Por otro lado, la falta de pasión también se percibe entre los que sólo les interesa alardear de sus técnicas. Generalmente, a los escritores con este vicio se les describe como “pirotécnicos”, pues sus páginas son tan truculentas y sobrecargadas de figuras retóricas; que no dan cabida a los afectos. Las obras de un desapasionado lucen tan vacías que no invitan a seguir leyendo. ¿Quién no se ha dicho para sí mismo “este libro no me dice nada”?

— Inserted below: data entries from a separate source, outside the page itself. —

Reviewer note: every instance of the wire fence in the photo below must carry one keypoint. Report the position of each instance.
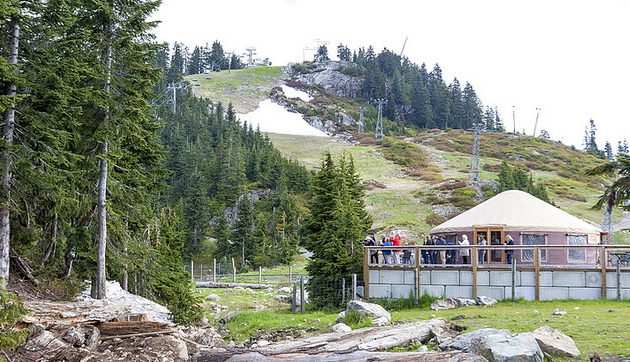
(224, 273)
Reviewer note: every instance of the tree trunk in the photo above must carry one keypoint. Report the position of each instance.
(7, 135)
(100, 291)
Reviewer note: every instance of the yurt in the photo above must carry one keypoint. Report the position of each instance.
(528, 221)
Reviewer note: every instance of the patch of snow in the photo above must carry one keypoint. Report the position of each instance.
(294, 93)
(116, 295)
(273, 118)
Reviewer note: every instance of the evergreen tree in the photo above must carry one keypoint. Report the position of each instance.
(335, 225)
(322, 53)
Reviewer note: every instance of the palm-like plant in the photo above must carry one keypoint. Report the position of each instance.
(618, 193)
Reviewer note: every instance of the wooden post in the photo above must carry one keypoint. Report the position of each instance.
(513, 280)
(302, 301)
(537, 271)
(618, 280)
(602, 263)
(366, 274)
(475, 259)
(354, 287)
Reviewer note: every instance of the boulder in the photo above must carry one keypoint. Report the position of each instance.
(283, 298)
(446, 303)
(497, 345)
(554, 342)
(340, 328)
(213, 297)
(486, 301)
(380, 321)
(369, 309)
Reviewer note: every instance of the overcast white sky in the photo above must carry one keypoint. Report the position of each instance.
(569, 58)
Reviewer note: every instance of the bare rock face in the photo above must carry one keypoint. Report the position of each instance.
(340, 328)
(554, 342)
(329, 78)
(497, 345)
(369, 309)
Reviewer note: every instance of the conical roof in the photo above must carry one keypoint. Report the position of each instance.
(516, 210)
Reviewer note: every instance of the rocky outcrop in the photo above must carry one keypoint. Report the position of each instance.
(554, 342)
(329, 78)
(497, 345)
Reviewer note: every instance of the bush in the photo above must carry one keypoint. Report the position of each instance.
(11, 310)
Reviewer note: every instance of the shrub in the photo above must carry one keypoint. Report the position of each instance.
(435, 219)
(11, 310)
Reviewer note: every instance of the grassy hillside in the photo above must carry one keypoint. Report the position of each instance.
(244, 88)
(414, 183)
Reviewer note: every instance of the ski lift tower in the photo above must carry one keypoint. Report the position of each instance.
(172, 89)
(361, 120)
(378, 134)
(250, 56)
(475, 172)
(609, 218)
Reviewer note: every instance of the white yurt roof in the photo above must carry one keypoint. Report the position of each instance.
(516, 210)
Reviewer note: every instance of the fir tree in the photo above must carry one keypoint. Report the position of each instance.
(336, 222)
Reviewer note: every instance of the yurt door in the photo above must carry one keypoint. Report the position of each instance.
(496, 256)
(492, 237)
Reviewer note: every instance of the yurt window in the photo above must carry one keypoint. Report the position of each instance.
(576, 255)
(533, 239)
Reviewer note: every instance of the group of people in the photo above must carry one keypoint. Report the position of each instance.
(446, 256)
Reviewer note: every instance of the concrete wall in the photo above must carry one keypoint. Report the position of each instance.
(558, 284)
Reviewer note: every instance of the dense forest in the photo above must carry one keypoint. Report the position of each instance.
(104, 177)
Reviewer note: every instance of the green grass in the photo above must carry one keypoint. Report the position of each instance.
(595, 326)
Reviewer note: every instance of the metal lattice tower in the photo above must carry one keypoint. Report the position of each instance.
(475, 172)
(378, 134)
(172, 89)
(361, 120)
(607, 227)
(250, 56)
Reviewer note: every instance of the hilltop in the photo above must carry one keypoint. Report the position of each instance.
(419, 178)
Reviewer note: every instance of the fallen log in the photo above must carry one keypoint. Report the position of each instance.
(367, 339)
(213, 354)
(147, 334)
(232, 285)
(129, 328)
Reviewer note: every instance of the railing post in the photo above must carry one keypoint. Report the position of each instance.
(618, 280)
(474, 260)
(513, 280)
(537, 271)
(354, 287)
(302, 301)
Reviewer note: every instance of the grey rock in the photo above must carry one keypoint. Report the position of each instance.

En resumen, un escritor sin pasión es igual que un burócrata; mucho papel y poco contenido. La solución para esto es simplemente redescubrirse a uno mismo, dejar de lado la vanidad y los temas generales (de lo que tanto se ha escrito ya) y ser un poco más “yo” y menos “ello”. No hay que buscar agradar al lector, hay que buscar intimar con él.

Falta de conciencia: Si el escritor sin oficio es el pan de cada día y el escritor sin pasión es poco común; el escritor sin conciencia es el más raro de los tres. Pero, de todas formas, este espécimen existe, generalmente, entre los novatos o los poco peritos.

Del escritor inconciente se podría decir que le falta capacidad expresiva. Y es que, aunque sus textos a menudo denotan una intrigante interioridad, sus limitaciones para expresarse sobre el papel son evidentes.

De una forma brusca, al escritor inconciente se le puede tildar de ignorante. Su remedio, sin embargo, no es nada del otro mundo. Tiene que pulirse. Necesita conocer y practicar técnicas literarias; descubrir formulas para crear; leer libros y personas (relacionarse más con el mundo y descubrir sus códigos). Pero no todo se soluciona con un poco más de kilometraje en las letras. También es necesario someterse a la crítica y escucharla. Siempre se aprende más de los fracasos que de los halagos.

Conclusión

Las tres dimensiones de la literatura son elementos complementarios. Por tanto, la carencia (o el descuido) de uno, cualquiera que sea, lleva a las disfunciones que ya he definido como vicios.

Lo ideal, entonces, es un estado de equilibrio entre oficio, pasión y racionalidad. No hay que establecer una jerarquía. Esto sería igual de absurdo que afirmar que, en el ser humano, lo más importante es el cuerpo, la voluntad o la mente.